Off to the Races With Pokeweed Wine

 

By GERALD TORRENCE

1801 Brock Street, Judsonia, AR 72081

I

n April 2000 a rural tradition slipped quietly into the past with few noticing and still fewer caring. Allen Canning Company of Siloam Springs canned its last batch of poke sallet greens. From now on you will have to gather your own if the craving for poke greens overtakes you as the brown beans simmer in the pot.   Pokeberry or pokeweed is a ubiquitous weed from Maine to Miami to Mexico, so it is not surprising our White County forefathers found a use for it, in fact several uses. It is a stout herbaceous perennial that, in good soil can form a thigh-size taproot.

The taproot is poisonous and there are reports of careless gardeners mistaking pokeroot for horseradish roots with dire consequences. American Indians used poke roots as a laxative and an emetic. From the crown of the plant emerge leafy, asparagus-like shoots that are edible during the first days of spring.
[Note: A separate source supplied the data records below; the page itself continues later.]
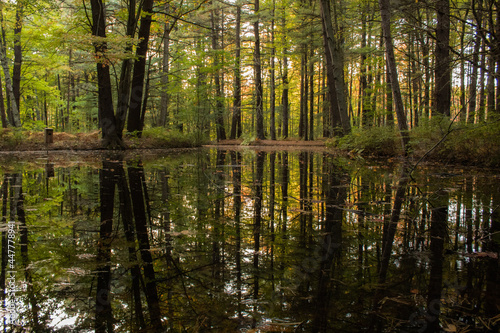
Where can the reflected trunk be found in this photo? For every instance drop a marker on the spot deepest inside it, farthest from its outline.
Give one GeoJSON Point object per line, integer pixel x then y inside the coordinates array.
{"type": "Point", "coordinates": [135, 174]}
{"type": "Point", "coordinates": [259, 175]}
{"type": "Point", "coordinates": [104, 315]}
{"type": "Point", "coordinates": [331, 243]}
{"type": "Point", "coordinates": [438, 234]}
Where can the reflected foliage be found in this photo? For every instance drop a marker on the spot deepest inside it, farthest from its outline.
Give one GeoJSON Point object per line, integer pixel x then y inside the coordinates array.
{"type": "Point", "coordinates": [229, 241]}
If these smooth purple-tinged shoots are allowed to grow they can reach six to 10 feet tall. By midsummer plants begin to produce six-inch long racemes of greenish white flowers. The flowers give rise to juicy pea-size berries that transition from green to pink to dark purple.   The berries are a favorite food for berry-eating songbirds.

Poke gets it name from an Indian word “pokan” which means any plant used to produce a red or yellow dye.

My brother and a friend when they were teenagers decided to make pokeberry wine. They put all the stuff they that they thought went into wine. Every body knows that good wine is at its best when it is aged, so they let it age all night. The next day, they each got a glass full. My brother said that was the worst-tasting stuff he had ever put in his mouth. For two days they changed the path to the outhouse into a racetrack. My brother said he had enough pokeberry wine to last him a lifetime.

John Williams, the canning supervisor at Allen Canning, said “The decision to stop processing poke was primarily because of the difficulty of finding people interested in picking poke and bringing it to our buying location, and it was more of a bother then it was worth.” vvv

 

(The author is a member of the White County Historical Society. He is pictured on Torrence Street in Pangburn.)